# Part IV — Professional Django  
## 21. Logging, Monitoring, and Observability (Production‑Grade Visibility)

If you can’t see what your app is doing, you can’t operate it in production.

This chapter teaches industry-standard observability for Django apps:

- **Logging**: what happened (and why), with enough context to debug quickly
- **Monitoring/Metrics**: how often, how long, how many errors
- **Tracing** (conceptual + practical hooks): where time is spent across services
- **Error tracking**: capture exceptions with context (request id, user, endpoint)
- **Health checks**: tell load balancers and orchestrators if your app is alive/ready

We’ll implement a realistic baseline you can deploy and operate confidently.

---

## 21.0 Learning Outcomes

By the end you should be able to:

1. Configure Python/Django logging properly (not `print`).
2. Use structured, context-rich logs (request id, user id, path, method).
3. Add middleware that logs request/response summaries with timing.
4. Separate log levels:
   - DEBUG (dev)
   - INFO (normal ops)
   - WARNING/ERROR (problems)
5. Implement:
   - `/healthz` (liveness)
   - `/readyz` (readiness: DB/cache checks)
6. Understand metrics you should monitor:
   - request latency, error rate, throughput
   - DB query time, cache hit rate
7. Understand how error tracking tools work (Sentry concepts) and what to capture.
8. Avoid logging sensitive data (PII/secrets).

---

## 21.1 Observability: Definitions (So You Know What You’re Building)

### 21.1.1 Logging
A record of discrete events:
- “User 9 updated Task 123”
- “Request completed in 42ms”
- “Failed to send email: timeout”

### 21.1.2 Metrics
Numeric time-series measurements:
- request latency p95
- requests per second
- error rate (5xx)
- queue depth
- DB connections

### 21.1.3 Tracing
A “timeline of spans” across services:
- load balancer → Django → DB → external API → response
Often implemented with OpenTelemetry.

In this workbook we’ll focus on logging and readiness checks, and outline tracing.

---

## 21.2 Logging Principles (Industry Rules That Prevent Pain)

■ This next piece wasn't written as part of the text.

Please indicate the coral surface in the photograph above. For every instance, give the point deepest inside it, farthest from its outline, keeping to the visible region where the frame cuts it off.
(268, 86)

### 21.2.1 Log **events**, not code flow noise
Good:
- request started/finished (with duration)
- warnings (unexpected but handled)
- errors (exceptions)
- security-relevant events (permission denied, suspicious auth patterns)

Bad:
- logging every line, every loop iteration, every model save

### 21.2.2 Always include context
Minimum useful context in web apps:
- request id (correlate logs)
- method + path
- status code
- duration
- user id (if authenticated)
- org slug / resource id (if relevant)

### 21.2.3 Do not log sensitive data
Never log:
- passwords
- session cookies
- CSRF tokens
- Authorization headers
- full credit card details
- private keys

Be careful with:
- email addresses
- phone numbers
- full request bodies

Log “enough to debug,” not “everything.”

---

## 21.3 Configure Logging in Django (Clean, Practical Baseline)

Django logging is configured via the `LOGGING` setting (standard Python logging dictConfig).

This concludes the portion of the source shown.